Countering the petitioners’ definition, Flowers said independent distributors purchase products from Flowers and resell the products to their customers at a higher price.

“Independent distributors can increase their profits by selling more products in their territories, lowering expenses, or buying additional territories, among other things,” Flowers said. “Independent distributors can incur losses when marketing efforts fail, accounts shrink or shut down, or expenses rise. Independent distributors are free to sell their territories in whole or in part.”

Distributors are not required to perform services personally, Flowers said.

Among numerous points made in its filing, the company said that the FAA “residual clause applies only to classes of workers in the transportation industry — i.e., workers engaged by companies that sell transportation services.” As such, the company said another FAA case settled in 2022 in favor of workers — Southwest versus Saxon — is not relevant to the current case.

“That case involved an airline employee who indisputably worked in the transportation industry,” Flowers said.

In citing Saxon, the petitioners quoted Justice Clarence Thomas who wrote in the majority opinion that the “relevant ‘class of workers’” determines the applicability of the FAA exemption rather than “what the company does generally.” In the case of Southwest, Latrice Saxon was a worker who loaded and unloaded cargo from planes and was deemed by the court a transportation worker.

The petitioners and Flowers in their filings noted a dissent in the Second Circuit appeal by the late judge Rosemary S. Pooler in which she concluded that the FAA exemption applies because the petitioners “are commercial truck drivers” who “handle goods traveling in interstate commerce every day.”

A brief submitted by the US Chamber of Commerce, the American Bakers Association and others emphasized that the FAA for nearly a century has “embodied Congress’s strong commitment to ensuring the enforceability of arbitration agreements.”

 The groups said a “common attribute” of the seamen and railroad employees of 1925 is that they performed work within the transportation industry, adding that the petitioners do not meet that requirement.

“That is enough to resolve this case,” the groups said.

Drilling deeper into the legal ramifications of the ruling, the brief cited precedent in which the Supreme Court concluded that “where general words follow specific words in a statutory enumeration, the general words are (usually) construed to embrace only objects similar in nature to those objects enumerated by the preceding specific words.”

Looking at the term “interstate commerce,” the group also differentiated between positions such as maritime or rail workers and the activity of litigants in the Lepage case.

“No reasonable person reading the FAA in 1925 would have considered ‘a pizza delivery person who delivered pizza across a state line to a customer in a neighboring town,’ or the account manager in Hill who occasionally crossed the border between Georgia and Alabama in delivering furniture and other items to customers as akin to ‘seamen’ or ‘railroad employees,’” the groups said.

The brief said the Second Circuit’s approach to the case has the “virtue” of providing “a clear, bright-line rule that is easy for workers and businesses to understand and for courts to apply” when considering who may be exempt from arbitration agreements.

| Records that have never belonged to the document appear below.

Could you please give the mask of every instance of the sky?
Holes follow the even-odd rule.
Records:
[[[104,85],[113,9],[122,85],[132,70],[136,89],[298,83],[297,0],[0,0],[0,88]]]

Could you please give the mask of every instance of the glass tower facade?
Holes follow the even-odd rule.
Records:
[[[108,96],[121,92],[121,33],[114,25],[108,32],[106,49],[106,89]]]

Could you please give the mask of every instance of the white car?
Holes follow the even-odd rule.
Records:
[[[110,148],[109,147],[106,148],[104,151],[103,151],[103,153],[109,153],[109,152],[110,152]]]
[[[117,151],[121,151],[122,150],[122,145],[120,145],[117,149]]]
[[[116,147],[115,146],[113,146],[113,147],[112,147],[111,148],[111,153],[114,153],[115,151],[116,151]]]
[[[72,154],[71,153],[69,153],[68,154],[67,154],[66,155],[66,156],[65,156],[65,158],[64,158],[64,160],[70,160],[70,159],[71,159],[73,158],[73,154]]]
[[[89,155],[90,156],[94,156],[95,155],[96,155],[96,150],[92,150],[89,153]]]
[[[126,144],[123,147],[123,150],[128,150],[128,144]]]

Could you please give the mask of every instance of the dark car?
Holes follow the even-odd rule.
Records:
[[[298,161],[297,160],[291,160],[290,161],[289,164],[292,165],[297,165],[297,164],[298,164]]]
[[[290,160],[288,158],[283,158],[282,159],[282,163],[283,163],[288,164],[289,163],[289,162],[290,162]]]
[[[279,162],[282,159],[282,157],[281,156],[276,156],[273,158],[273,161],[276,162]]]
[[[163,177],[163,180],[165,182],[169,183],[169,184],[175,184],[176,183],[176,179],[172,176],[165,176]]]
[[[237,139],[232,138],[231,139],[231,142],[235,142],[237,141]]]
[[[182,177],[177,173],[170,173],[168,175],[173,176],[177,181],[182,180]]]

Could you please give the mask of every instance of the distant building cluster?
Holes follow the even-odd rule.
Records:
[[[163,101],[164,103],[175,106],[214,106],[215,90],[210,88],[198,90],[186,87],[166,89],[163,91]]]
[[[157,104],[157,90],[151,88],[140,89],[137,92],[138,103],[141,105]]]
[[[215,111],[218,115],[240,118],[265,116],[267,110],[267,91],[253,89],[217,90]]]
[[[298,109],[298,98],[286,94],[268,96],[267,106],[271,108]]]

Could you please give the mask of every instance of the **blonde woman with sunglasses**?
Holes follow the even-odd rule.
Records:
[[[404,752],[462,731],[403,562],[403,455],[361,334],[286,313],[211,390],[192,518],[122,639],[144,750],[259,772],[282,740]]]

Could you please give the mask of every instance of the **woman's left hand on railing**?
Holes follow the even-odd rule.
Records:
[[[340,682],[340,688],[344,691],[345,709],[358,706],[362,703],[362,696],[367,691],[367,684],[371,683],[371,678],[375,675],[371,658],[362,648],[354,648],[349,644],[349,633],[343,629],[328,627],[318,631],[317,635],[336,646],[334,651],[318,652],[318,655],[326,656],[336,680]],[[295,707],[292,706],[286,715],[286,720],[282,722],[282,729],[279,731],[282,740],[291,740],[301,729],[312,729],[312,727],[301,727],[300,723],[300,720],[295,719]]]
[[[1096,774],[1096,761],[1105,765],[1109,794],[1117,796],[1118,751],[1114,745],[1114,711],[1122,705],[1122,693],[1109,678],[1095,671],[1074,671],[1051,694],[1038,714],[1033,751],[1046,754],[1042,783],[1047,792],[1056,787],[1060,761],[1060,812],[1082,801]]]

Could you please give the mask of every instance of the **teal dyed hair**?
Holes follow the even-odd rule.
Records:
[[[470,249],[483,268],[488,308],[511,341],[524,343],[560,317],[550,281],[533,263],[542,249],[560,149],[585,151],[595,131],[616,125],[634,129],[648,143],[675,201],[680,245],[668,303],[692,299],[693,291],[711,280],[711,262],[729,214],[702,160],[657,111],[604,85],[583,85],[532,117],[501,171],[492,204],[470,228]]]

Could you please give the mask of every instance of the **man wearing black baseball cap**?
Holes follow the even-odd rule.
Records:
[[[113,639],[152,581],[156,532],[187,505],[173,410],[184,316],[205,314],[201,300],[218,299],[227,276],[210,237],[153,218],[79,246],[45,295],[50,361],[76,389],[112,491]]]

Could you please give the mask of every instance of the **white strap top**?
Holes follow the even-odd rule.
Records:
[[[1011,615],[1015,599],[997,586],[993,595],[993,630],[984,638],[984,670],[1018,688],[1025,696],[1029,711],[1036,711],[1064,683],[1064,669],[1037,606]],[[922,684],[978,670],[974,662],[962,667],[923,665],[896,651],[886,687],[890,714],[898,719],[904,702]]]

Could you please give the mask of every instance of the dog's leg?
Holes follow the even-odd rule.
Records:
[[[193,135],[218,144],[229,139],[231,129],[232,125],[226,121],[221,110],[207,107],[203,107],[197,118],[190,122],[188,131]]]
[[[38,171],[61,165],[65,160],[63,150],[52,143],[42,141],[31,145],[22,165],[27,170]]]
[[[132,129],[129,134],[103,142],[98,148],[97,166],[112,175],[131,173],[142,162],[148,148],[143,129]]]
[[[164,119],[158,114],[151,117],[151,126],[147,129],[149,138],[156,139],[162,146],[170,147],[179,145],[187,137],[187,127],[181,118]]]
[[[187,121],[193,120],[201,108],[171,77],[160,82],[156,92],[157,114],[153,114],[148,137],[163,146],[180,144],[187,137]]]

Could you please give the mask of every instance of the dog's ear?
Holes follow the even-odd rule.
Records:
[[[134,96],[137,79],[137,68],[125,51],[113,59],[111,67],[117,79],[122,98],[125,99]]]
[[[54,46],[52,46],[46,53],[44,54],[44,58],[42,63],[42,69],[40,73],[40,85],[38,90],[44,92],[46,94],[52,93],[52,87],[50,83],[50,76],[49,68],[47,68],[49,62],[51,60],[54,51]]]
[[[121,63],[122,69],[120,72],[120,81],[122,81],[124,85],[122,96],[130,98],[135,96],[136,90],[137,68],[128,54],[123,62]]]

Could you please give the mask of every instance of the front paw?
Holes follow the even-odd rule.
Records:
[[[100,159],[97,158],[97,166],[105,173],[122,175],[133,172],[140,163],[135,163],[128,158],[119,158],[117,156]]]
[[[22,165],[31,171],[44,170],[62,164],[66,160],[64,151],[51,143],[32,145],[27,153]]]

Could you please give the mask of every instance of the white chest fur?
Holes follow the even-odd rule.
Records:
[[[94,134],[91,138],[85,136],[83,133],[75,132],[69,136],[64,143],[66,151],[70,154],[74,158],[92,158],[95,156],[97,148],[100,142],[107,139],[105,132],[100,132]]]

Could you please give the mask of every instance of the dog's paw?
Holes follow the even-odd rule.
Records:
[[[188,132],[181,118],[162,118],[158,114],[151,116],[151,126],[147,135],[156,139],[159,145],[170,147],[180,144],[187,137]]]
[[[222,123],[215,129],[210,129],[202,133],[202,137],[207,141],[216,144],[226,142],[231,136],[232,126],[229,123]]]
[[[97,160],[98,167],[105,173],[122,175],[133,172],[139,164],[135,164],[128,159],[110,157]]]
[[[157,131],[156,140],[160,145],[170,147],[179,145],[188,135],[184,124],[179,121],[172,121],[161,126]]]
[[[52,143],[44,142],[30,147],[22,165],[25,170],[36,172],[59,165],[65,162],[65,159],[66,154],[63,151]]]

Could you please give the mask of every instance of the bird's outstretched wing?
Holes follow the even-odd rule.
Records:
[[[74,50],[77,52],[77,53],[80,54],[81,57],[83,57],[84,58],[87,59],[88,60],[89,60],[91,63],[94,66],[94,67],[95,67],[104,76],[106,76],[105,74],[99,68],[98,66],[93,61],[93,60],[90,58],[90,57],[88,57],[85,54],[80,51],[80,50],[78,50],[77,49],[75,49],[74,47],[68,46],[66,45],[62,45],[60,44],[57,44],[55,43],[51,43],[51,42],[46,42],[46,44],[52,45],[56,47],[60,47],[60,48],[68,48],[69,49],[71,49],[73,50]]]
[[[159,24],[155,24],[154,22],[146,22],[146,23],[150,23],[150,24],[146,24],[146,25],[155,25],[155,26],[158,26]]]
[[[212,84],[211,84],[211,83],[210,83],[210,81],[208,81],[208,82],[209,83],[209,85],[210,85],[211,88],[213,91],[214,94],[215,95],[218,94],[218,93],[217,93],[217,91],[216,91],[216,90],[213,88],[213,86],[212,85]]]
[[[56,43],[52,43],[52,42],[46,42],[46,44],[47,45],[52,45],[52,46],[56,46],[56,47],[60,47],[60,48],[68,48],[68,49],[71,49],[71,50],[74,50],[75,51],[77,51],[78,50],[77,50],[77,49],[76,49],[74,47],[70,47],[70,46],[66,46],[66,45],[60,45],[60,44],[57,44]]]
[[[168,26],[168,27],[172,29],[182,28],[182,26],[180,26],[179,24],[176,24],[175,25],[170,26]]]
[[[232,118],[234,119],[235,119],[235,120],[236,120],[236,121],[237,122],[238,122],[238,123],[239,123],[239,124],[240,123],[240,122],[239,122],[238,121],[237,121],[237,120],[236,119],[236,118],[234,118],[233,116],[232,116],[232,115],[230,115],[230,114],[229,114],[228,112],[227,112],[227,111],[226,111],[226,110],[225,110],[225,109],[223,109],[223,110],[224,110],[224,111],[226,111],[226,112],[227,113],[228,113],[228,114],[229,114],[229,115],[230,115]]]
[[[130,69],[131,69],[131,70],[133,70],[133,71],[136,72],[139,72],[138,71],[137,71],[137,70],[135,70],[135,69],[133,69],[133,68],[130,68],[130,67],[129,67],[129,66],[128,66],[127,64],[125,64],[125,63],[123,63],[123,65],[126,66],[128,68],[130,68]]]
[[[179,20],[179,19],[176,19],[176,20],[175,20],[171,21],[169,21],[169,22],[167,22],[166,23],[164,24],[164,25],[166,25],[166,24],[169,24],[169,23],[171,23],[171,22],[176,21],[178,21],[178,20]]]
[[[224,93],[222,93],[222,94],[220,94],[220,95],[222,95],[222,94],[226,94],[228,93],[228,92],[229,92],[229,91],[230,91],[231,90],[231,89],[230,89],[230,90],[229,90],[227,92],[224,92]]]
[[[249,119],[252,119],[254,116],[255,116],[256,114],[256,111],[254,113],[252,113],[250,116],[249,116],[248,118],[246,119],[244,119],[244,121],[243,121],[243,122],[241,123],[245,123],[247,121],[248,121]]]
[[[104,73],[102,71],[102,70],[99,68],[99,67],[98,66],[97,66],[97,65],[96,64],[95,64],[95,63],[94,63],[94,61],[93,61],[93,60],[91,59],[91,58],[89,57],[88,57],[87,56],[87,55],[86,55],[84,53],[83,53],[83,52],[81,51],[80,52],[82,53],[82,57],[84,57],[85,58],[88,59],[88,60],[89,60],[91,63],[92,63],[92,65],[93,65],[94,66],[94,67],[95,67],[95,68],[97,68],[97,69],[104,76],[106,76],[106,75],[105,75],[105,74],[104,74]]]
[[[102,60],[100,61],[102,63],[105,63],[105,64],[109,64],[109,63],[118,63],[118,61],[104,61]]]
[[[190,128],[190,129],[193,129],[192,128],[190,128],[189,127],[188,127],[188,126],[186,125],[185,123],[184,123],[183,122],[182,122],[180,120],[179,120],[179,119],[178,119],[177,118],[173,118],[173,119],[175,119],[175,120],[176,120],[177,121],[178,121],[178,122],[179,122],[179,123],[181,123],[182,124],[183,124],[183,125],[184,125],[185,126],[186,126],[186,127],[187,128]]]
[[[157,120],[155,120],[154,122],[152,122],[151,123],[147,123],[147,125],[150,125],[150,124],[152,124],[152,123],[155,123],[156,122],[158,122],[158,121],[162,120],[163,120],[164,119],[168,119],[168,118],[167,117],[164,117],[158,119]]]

“Petitioners’ interpretation of the Section 1 exemption, by contrast, would significantly increase litigation over when and whether the FAA applies,” the brief said.

Also submitting comments was the Independent Bakers Association. Nicholas Pyle, president of the IBA, said the group and its members “have a significant interest in the proper interpretation of the Federal Arbitration Act.

Among points made by the IBA in its brief is that the petitioners, like other baked foods distributors, are in the business of selling product as wholesales, “not in the provision of transportation services to manufacturers or other third partners.”

“Their business model involves buying products from manufacturers such as Flowers, taking title to the products, and then selling them to retailers at a higher price,” the IBA said.

“Simply put, a wholesale distributor cannot make a living without buying and selling products; a transportation worker can and does,” the IBA added.